Software development, technology and geek stuff
Ruby is a highly dynamic language. As long as the syntax of the code you write is correct, the program will start running until it finishes or reaches a statement that causes a runtime error. The developer have a lot of freedom to choose how the program interact with the different objects. Since there is not static type check ruby community usually relay a lot on unit testing.
When writing ruby you can still benefit from some help. RuboCop is a static code analyzer with a lot of extensions such as RuboCop Rails.
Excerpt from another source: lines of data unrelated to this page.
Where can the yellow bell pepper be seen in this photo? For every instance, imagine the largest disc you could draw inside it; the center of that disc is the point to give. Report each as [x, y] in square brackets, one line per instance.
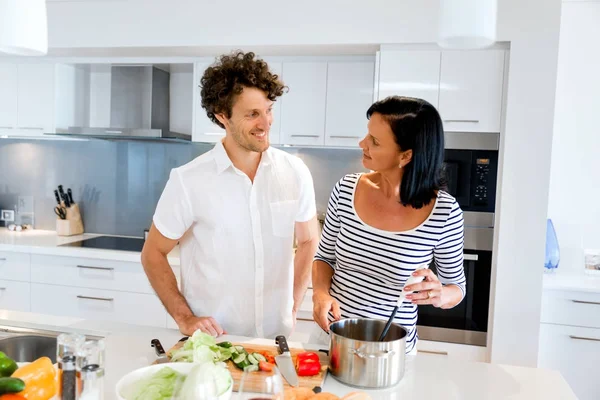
[40, 379]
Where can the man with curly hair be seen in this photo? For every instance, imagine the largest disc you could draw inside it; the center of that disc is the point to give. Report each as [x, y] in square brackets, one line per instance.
[235, 211]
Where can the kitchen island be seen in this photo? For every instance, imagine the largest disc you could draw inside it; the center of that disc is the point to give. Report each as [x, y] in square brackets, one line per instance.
[427, 376]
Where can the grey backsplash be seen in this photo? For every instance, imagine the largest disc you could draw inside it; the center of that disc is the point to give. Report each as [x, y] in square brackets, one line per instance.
[118, 183]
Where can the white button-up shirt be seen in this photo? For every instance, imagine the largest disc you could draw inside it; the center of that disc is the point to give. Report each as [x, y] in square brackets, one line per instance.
[237, 237]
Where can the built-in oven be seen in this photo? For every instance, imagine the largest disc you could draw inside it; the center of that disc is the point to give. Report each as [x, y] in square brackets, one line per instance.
[466, 323]
[471, 171]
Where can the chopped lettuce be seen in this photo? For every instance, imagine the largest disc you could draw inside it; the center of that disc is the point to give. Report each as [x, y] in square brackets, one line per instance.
[205, 381]
[159, 386]
[199, 348]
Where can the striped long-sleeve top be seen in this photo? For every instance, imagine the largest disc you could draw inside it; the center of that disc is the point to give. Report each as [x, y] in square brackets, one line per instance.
[371, 265]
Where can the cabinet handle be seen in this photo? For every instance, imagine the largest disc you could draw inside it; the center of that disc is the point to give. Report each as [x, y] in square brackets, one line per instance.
[95, 298]
[294, 135]
[101, 268]
[584, 338]
[441, 353]
[586, 302]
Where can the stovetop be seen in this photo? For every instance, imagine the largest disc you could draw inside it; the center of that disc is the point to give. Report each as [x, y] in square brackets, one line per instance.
[110, 243]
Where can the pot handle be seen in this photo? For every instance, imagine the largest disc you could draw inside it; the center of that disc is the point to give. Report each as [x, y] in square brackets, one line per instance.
[380, 354]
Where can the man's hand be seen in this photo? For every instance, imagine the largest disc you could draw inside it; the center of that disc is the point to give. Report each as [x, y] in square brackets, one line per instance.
[323, 303]
[294, 316]
[189, 325]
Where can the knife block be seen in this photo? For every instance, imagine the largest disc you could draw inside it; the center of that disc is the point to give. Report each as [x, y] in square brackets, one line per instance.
[72, 225]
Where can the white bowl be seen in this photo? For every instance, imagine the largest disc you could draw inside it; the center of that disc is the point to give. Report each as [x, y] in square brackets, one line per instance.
[134, 376]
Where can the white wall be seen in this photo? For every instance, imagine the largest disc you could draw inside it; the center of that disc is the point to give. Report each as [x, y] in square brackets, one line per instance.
[141, 23]
[531, 26]
[181, 95]
[575, 174]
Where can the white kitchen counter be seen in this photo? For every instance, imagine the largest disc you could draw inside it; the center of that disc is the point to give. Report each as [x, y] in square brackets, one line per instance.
[572, 280]
[48, 242]
[427, 376]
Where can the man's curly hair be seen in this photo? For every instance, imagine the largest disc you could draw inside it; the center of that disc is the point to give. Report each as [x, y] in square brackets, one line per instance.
[224, 80]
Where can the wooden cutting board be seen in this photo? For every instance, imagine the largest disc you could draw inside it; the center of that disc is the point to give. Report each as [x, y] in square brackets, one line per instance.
[252, 384]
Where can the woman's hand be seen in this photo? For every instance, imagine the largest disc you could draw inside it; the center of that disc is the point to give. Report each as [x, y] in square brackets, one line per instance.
[430, 290]
[323, 303]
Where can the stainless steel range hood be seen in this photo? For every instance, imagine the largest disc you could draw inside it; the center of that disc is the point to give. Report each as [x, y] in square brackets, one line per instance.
[136, 106]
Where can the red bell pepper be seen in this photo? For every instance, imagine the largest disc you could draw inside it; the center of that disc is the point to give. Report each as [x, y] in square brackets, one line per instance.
[308, 364]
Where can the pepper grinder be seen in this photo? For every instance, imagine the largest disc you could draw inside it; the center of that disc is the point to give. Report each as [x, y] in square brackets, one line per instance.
[67, 348]
[91, 365]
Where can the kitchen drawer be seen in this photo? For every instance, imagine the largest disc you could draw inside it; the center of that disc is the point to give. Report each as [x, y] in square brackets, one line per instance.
[573, 351]
[14, 295]
[452, 350]
[90, 273]
[571, 308]
[94, 304]
[14, 266]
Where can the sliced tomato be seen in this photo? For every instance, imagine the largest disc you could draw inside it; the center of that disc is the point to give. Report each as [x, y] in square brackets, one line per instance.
[265, 366]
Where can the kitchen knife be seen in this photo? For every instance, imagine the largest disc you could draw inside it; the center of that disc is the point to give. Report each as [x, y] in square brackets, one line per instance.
[284, 361]
[57, 196]
[161, 356]
[61, 192]
[66, 200]
[70, 194]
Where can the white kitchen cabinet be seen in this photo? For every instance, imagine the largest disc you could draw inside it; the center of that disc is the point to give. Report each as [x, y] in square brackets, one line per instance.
[574, 352]
[14, 266]
[349, 95]
[471, 85]
[303, 107]
[571, 308]
[204, 130]
[98, 304]
[412, 73]
[35, 99]
[14, 295]
[8, 98]
[90, 273]
[27, 99]
[452, 350]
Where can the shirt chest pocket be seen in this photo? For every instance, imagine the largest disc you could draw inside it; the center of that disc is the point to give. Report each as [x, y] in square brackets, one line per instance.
[283, 216]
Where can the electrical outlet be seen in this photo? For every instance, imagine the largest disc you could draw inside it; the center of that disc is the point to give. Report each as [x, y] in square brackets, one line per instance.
[25, 204]
[7, 215]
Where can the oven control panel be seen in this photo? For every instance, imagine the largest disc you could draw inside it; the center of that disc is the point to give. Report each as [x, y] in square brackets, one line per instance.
[482, 172]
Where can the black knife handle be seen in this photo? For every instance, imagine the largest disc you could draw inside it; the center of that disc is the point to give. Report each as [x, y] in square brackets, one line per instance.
[282, 343]
[66, 200]
[157, 346]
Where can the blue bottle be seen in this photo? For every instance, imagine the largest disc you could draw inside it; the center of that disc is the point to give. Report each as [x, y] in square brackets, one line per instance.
[552, 249]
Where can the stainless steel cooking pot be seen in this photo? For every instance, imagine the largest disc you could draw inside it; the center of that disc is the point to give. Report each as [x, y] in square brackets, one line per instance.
[358, 359]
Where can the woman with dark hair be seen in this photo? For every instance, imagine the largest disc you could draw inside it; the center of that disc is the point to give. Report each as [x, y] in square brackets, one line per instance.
[382, 225]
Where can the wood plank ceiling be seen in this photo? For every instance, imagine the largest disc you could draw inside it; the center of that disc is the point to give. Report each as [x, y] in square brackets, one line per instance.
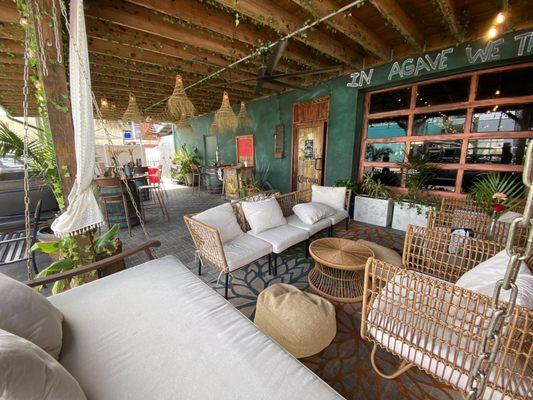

It catches some basic syntax errors, formatting issues and provide insight into best practices. RuboCop has integrations with the most used code editors for ruby development.
It is possible for everyone to write a new cop (extension) and that is what this post is about, we will create it step by step.
Imagine you are dealing with some code like this one.
def calculate_new_value(value)
value * 2
end
array = [1, 2, 3, 4, 5]
result = array.each do |i|
calculate_new_value(i)
end
Any experienced ruby developer will catch the error but it is not trivial if you have never wrote any ruby code. The author of that snippet intended to get the in result an array with the new values produced after calling calculate_new_value, but instead got the original array back.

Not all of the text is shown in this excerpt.